MTX Audio
- Company type: Consumer and prosumer manufacturer
- Industry: Audio
- Founded: 1979
- Founder: Loyd Ivey
- Headquarters: Phoenix, AZ
- Key people: John Ivey chairman and CEO
- Products: Audio electronics
- Number of employees: 1200+
- Website: MTX.com

= MTX Audio =

American consumer audio company

MTX Audio is an American consumer audio company headquartered in Phoenix, Arizona that manufactures sound equipment for applications including car audio, home audio, marine audio and live sound products. They are best known for their car audio products and they specialize in subwoofers and subwoofer amplifiers.
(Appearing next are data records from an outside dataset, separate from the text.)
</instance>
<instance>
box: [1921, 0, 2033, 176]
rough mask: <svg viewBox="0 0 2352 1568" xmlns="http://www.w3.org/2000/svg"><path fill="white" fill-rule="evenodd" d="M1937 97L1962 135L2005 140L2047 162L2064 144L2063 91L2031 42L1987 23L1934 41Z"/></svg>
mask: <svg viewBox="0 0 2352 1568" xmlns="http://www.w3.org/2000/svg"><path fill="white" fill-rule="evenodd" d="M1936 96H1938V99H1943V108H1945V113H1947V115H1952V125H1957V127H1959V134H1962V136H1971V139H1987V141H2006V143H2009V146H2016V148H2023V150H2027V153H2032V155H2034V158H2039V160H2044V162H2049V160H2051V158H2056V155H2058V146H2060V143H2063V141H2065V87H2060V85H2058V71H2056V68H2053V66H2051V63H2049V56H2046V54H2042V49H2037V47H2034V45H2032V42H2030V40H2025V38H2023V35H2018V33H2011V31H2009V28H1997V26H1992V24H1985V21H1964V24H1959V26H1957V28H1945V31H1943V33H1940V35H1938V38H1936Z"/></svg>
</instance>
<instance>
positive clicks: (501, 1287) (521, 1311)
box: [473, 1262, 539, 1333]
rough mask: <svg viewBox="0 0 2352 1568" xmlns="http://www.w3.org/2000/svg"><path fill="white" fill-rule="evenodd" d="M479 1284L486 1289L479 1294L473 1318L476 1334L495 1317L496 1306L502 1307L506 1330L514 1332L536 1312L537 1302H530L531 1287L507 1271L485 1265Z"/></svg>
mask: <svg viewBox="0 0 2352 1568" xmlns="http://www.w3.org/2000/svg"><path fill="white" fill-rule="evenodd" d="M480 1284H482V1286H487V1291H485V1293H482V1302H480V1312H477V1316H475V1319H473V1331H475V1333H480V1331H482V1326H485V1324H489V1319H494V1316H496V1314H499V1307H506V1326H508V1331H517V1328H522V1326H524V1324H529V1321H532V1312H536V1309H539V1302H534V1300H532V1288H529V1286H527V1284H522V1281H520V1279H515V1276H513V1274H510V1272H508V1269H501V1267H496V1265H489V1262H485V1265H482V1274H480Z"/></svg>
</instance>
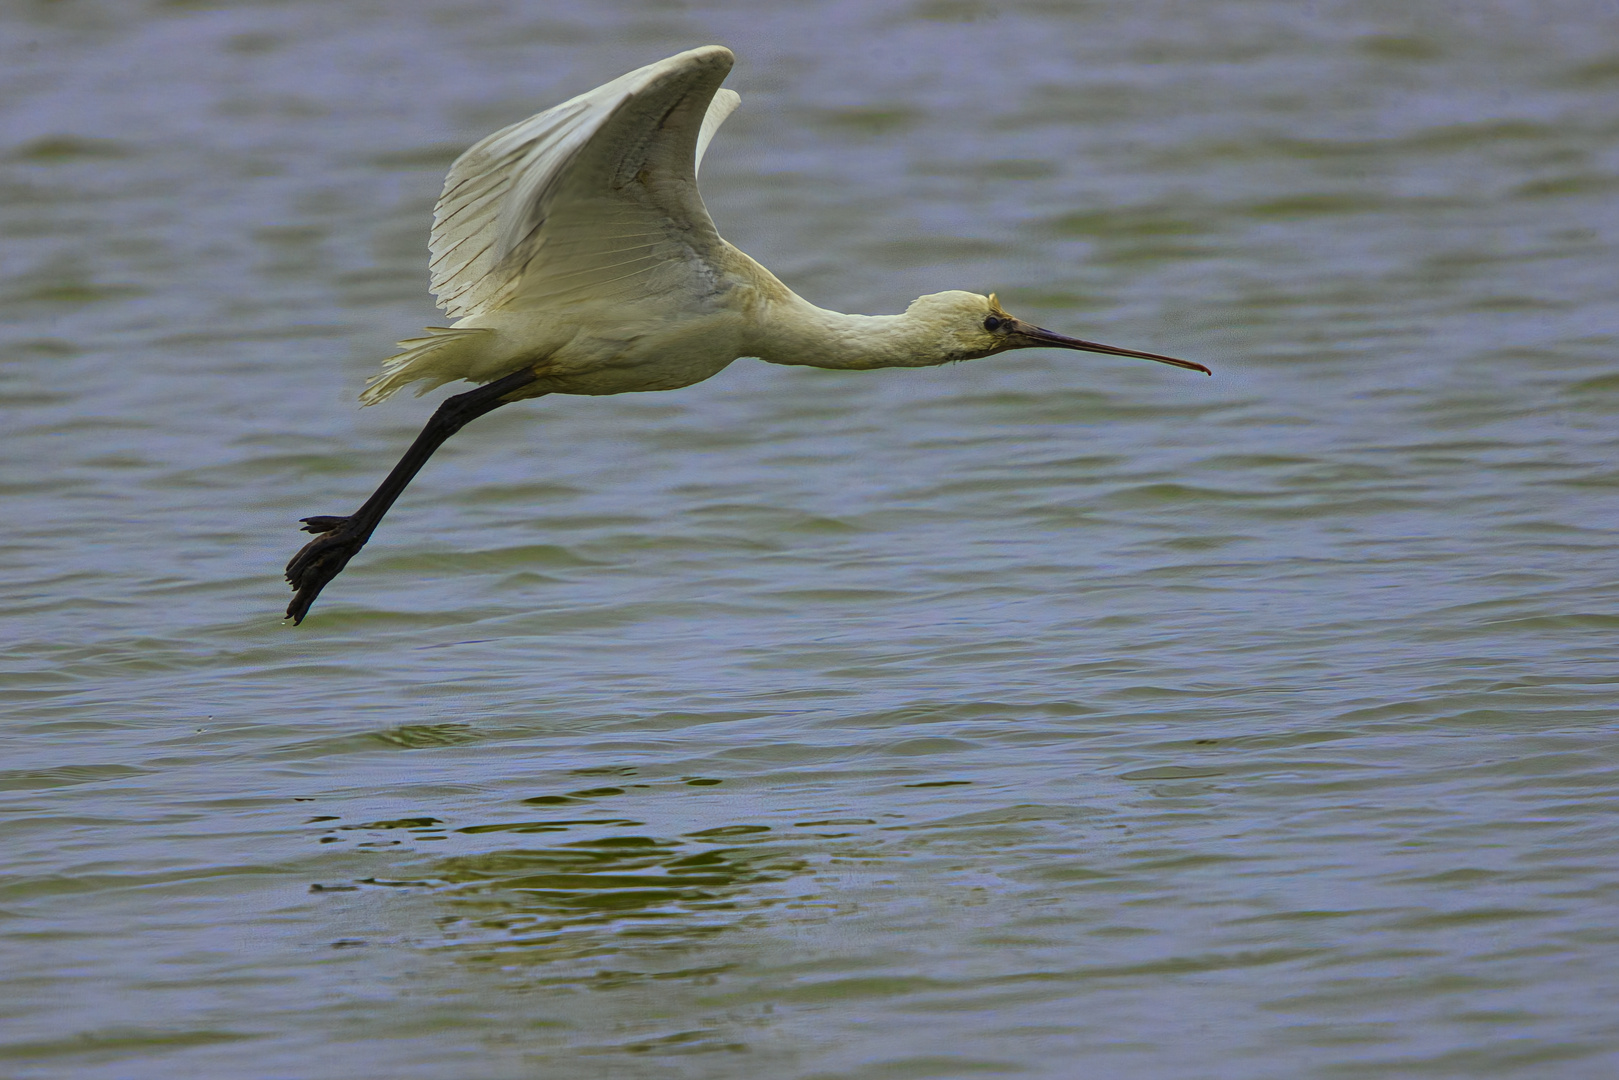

MTX Audio is a brand name owned by the Mitek Corporation.

==History==
MTX audio was called Matrecs in 1979. The MTX name came in when Loyd Ivey, then owner of his own company American Acoustic Labs, bought out the Matrecs name in 1979 and changed it to MTX under Ivey’s parent company Mitek. In 1991, MTX Audio acquired Soundcraftsmen, a defunct audio equipment manufacturer which was located in Santa Ana, California, and was called MTX Soundcraftsmen until 1999.
In 1984 MTX created the first mobile audio enclosure.

==Today==
John Ivey is chairman and CEO of MiTek and therefore MTX, which employs over 750 people. MiTek has 12 other companies including MTX, with plants in Ennis, Texas, Louisville, Kentucky, Monroe, Wisconsin, West Dundee, Illinois, Winslow, Illinois, and in Phoenix, Arizona.

List of global brand names and what countries MiTek has their products/facilities in.
- MTX- USA, Europe, Germany, Australia, New Zealand
- COUSTIC- USA, Europe
- Xtant- USA, Europe
- StreetWires- USA, Europe, Australia, New Zealand
- Mitek- USA, Europe
- Atlas IED- USA, Europe

==Parent company==
John Ivey Is the president and CEO of his company MiTek corp which he founded in the mid-1980s after acquiring Matrecs and the American Case Company. MiTek is the parent company of 13 other companies, including MTX, with manufacturing plants in seven American states and three countries around the world.

==Products==
MTX makes car audio, marine audio, ATV-UTV Audio, home audio, and portable audio products. The MTX Jackhammer 24 is a 24-inch square subwoofer and one of the largest available on the consumer market.